More examples of current HMRC related phishing and bogus contact can be found on the GOV.UK website.

Think you've been a victim?

  • Forward suspicious emails claiming to be from HMRC to phishing@hmrc.gov.uk and texts to 60599.
  • Contact your bank immediately if you think you’ve fallen victim to a scam, and report it to Action Fraud.

Covid-19 scams

Fraudsters constantly find new ways to con people out of their money and personal data. Tactics even include taking advantage of the Covid-19 pandemic, with some fraudsters claiming that need to pay for things such as Covid-19 tests, track and trace searches and even claiming that you're entitled to financial support.
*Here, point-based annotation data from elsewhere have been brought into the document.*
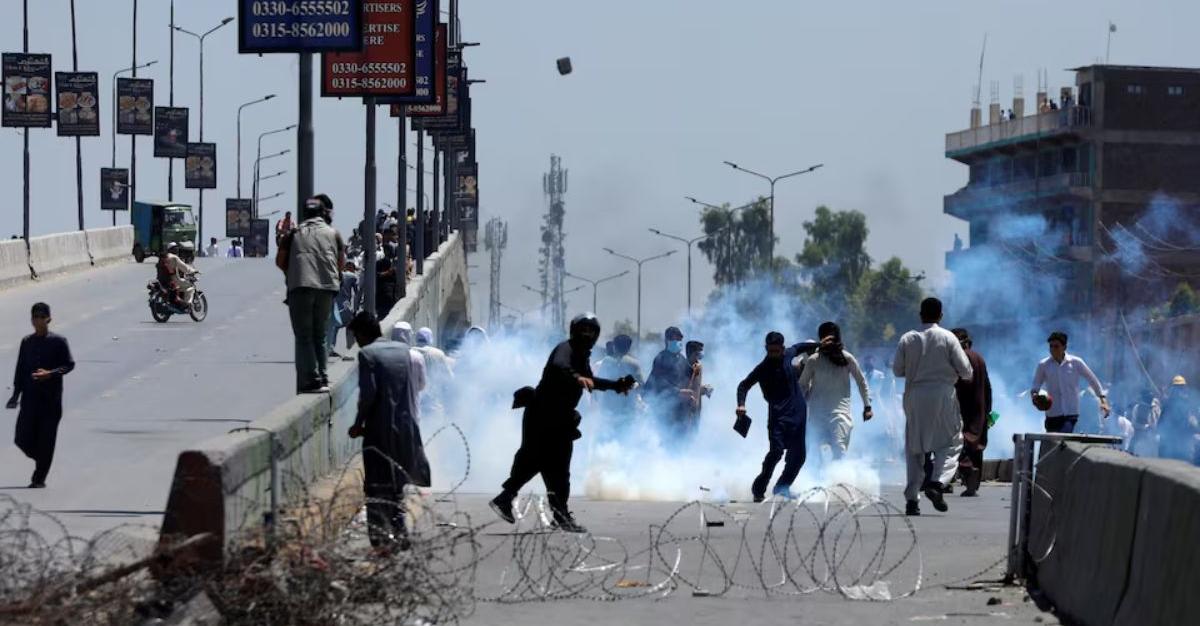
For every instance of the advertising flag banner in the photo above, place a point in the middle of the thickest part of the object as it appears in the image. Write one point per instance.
(78, 97)
(27, 90)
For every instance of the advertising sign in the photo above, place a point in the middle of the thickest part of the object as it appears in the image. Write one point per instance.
(78, 96)
(114, 190)
(438, 107)
(135, 106)
(27, 90)
(299, 25)
(238, 216)
(201, 168)
(387, 64)
(171, 132)
(426, 58)
(257, 244)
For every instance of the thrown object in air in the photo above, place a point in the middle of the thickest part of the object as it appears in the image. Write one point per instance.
(1042, 401)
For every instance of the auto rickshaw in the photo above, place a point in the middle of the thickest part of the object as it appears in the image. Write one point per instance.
(157, 223)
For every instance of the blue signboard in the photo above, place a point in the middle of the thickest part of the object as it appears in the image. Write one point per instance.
(299, 25)
(426, 58)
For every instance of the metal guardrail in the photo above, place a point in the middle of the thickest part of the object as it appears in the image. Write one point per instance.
(1023, 492)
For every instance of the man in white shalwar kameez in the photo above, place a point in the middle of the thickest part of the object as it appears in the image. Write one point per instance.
(931, 361)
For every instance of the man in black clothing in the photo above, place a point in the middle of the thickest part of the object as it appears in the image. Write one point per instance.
(45, 357)
(786, 415)
(550, 425)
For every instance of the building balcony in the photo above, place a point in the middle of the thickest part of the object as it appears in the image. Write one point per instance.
(1031, 127)
(972, 199)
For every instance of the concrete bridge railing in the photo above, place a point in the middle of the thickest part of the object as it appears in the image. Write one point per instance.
(49, 254)
(1113, 536)
(222, 486)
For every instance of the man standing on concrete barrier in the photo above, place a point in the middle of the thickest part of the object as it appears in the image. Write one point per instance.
(393, 453)
(1060, 374)
(975, 402)
(45, 357)
(931, 361)
(312, 257)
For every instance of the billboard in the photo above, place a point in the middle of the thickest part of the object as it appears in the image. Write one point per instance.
(114, 190)
(299, 25)
(135, 106)
(438, 107)
(78, 97)
(387, 62)
(27, 90)
(426, 58)
(238, 216)
(201, 167)
(171, 132)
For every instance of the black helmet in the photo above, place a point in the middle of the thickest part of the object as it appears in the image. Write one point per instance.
(586, 321)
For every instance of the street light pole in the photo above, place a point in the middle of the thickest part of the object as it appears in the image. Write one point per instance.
(595, 284)
(640, 263)
(199, 38)
(771, 218)
(264, 98)
(688, 242)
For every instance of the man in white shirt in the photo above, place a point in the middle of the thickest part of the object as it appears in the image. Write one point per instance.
(931, 361)
(1059, 374)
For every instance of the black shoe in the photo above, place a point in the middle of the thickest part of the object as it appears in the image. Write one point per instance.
(567, 523)
(503, 506)
(934, 492)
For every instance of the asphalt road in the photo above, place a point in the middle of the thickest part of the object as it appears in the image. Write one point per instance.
(144, 391)
(955, 549)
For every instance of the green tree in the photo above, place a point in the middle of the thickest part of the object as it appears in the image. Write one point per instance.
(834, 258)
(1183, 301)
(886, 300)
(739, 241)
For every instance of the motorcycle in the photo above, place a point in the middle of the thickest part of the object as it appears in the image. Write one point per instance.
(162, 302)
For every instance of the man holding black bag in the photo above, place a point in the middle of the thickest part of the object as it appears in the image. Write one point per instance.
(786, 415)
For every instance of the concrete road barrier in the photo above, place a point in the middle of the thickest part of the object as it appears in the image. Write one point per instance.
(13, 262)
(1164, 565)
(55, 253)
(222, 486)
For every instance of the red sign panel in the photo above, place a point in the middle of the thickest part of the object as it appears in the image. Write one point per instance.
(387, 64)
(439, 82)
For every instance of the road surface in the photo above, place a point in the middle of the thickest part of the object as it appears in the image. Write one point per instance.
(144, 391)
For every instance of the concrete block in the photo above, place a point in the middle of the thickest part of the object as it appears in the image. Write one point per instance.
(55, 253)
(1084, 570)
(1163, 566)
(13, 262)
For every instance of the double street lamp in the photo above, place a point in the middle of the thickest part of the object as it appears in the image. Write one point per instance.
(639, 263)
(771, 217)
(595, 284)
(688, 244)
(199, 38)
(264, 98)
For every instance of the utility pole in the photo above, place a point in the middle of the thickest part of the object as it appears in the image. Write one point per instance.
(553, 264)
(496, 239)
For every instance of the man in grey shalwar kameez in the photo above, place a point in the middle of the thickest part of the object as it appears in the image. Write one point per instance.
(931, 361)
(393, 453)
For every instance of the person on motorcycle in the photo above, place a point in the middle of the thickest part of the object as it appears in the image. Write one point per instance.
(174, 276)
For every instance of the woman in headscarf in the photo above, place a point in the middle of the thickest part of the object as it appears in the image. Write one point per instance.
(825, 380)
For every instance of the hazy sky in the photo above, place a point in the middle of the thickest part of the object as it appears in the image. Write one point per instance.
(663, 91)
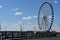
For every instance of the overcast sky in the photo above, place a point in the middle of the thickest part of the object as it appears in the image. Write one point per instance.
(24, 12)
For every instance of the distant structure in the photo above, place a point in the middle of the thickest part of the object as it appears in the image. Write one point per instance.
(45, 16)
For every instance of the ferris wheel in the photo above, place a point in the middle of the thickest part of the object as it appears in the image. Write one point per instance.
(45, 16)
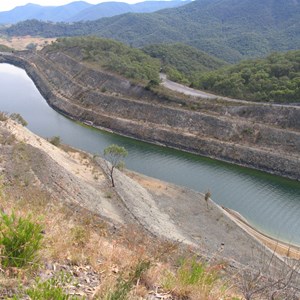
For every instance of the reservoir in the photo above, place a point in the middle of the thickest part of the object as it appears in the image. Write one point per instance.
(270, 203)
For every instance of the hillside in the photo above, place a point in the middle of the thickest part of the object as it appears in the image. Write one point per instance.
(87, 240)
(109, 55)
(44, 13)
(275, 78)
(110, 9)
(80, 10)
(183, 63)
(229, 29)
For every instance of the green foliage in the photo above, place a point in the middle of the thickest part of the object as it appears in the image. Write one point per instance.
(20, 240)
(4, 48)
(114, 154)
(275, 78)
(189, 277)
(183, 63)
(123, 286)
(19, 119)
(229, 29)
(51, 289)
(55, 140)
(31, 46)
(110, 55)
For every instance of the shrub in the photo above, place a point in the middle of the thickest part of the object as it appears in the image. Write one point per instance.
(123, 286)
(20, 240)
(51, 289)
(192, 280)
(55, 140)
(19, 119)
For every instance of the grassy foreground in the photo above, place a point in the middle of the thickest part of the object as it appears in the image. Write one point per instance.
(54, 250)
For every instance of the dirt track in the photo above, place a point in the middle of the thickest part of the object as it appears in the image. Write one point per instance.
(162, 209)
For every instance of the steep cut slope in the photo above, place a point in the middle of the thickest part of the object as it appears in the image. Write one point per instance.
(229, 29)
(237, 132)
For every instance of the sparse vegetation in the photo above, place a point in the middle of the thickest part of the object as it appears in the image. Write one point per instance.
(110, 55)
(183, 63)
(20, 240)
(192, 280)
(19, 119)
(51, 289)
(115, 155)
(55, 140)
(275, 78)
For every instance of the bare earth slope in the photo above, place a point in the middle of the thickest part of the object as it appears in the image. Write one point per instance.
(163, 210)
(261, 136)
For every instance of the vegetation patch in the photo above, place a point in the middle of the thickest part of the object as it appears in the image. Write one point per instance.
(183, 63)
(275, 78)
(110, 55)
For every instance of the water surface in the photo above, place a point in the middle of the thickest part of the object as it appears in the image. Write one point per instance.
(270, 203)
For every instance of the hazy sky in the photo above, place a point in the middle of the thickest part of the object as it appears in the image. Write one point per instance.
(9, 4)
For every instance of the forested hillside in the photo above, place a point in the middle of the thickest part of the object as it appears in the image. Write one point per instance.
(80, 10)
(4, 48)
(229, 29)
(275, 78)
(183, 63)
(110, 55)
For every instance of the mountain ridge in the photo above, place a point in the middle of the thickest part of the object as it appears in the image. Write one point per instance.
(228, 29)
(81, 11)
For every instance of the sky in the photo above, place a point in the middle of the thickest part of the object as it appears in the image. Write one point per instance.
(10, 4)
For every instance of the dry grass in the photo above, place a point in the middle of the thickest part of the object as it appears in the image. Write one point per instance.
(74, 236)
(20, 43)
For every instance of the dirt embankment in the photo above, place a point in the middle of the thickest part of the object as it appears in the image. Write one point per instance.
(263, 137)
(164, 210)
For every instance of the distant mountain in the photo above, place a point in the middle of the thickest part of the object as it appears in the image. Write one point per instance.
(110, 9)
(43, 13)
(229, 29)
(81, 11)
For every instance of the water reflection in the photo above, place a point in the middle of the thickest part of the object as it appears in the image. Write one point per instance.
(270, 203)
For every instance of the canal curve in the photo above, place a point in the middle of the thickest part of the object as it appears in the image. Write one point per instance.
(270, 203)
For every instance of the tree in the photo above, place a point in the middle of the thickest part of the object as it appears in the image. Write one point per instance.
(114, 154)
(206, 197)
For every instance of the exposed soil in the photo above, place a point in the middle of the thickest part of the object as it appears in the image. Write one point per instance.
(162, 209)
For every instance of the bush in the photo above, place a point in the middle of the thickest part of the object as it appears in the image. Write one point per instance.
(50, 289)
(20, 240)
(55, 140)
(19, 119)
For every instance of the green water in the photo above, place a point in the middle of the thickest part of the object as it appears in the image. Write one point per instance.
(270, 203)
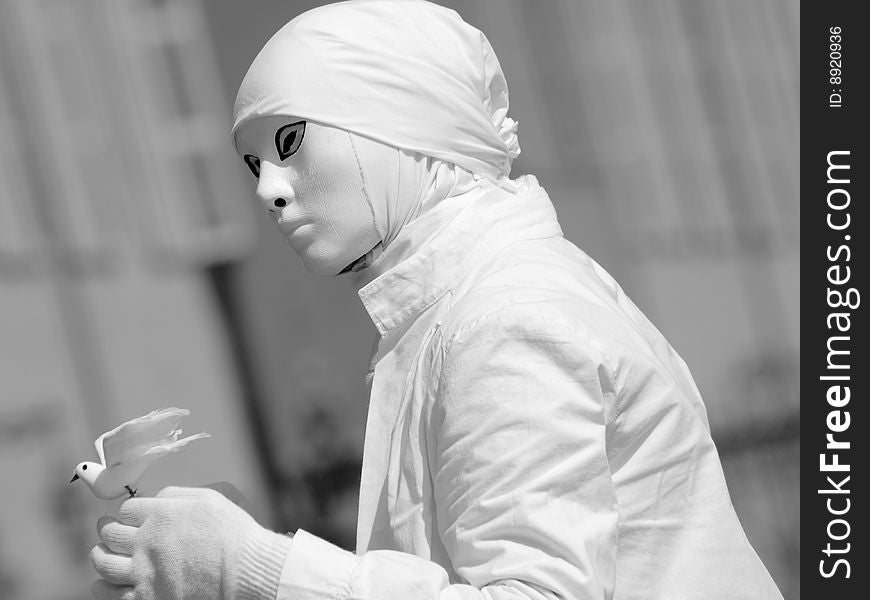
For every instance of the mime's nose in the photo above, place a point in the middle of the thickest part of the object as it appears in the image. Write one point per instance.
(273, 190)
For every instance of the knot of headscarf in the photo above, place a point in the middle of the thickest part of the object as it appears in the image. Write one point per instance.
(407, 73)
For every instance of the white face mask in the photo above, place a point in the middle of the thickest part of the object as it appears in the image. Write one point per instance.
(310, 180)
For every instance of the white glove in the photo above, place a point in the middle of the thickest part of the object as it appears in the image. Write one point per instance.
(186, 544)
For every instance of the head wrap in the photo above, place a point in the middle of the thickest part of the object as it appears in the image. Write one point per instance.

If you receive contact, do NOT part with your money or send your bank details.

Scams targeting your UAL email account

It's important to be vigilant of fraudulent emails targeting your UAL email account as well as your personal emails.

  • Suspicious emails may come from a non-UAL email domain such as hotmail.com and may appear as if it's a reply to an email from your own account by having "re:" at the beginning of the subject line.
  • There could be a button, link or image within the body of the email asking you click it. Do not click this as it could release a virus onto your device.
  • If you're worried you've received or acted on a suspicious email to your UAL email account, please contact the IT Service Desk on +44 (0)20 7514 9898. They are available 24/7, 365 days a year and can advise on your next steps. You should also reset your password as soon as possible using Password Self Service (PSS).
  • If you have clicked a suspicious link on a personal device, you should run anti-virus software to avoid any harmful software spreading. Make sure you have the latest version of anti-virus software installed at all times.

International student scam

International students are often being targeted by fraudsters posing as Home Office officials or as the police and threatening to deport them unless they pay money upfront. Students from non-EU countries are often a target because they are likely to require visas to be in the country.

Don’t be embarrassed to report

  • If you have made a payment to someone claiming to be the police or government department, and you think you might be a victim of fraud, please report it to Action Fraud as soon as possible.
  • Ask your students’ union Arts SU or contact Student Services for advice, help and support.
  • If you’re worried your personal email accounts may have been targeted, you can use the Have I been pwned? site to check for any data breaches.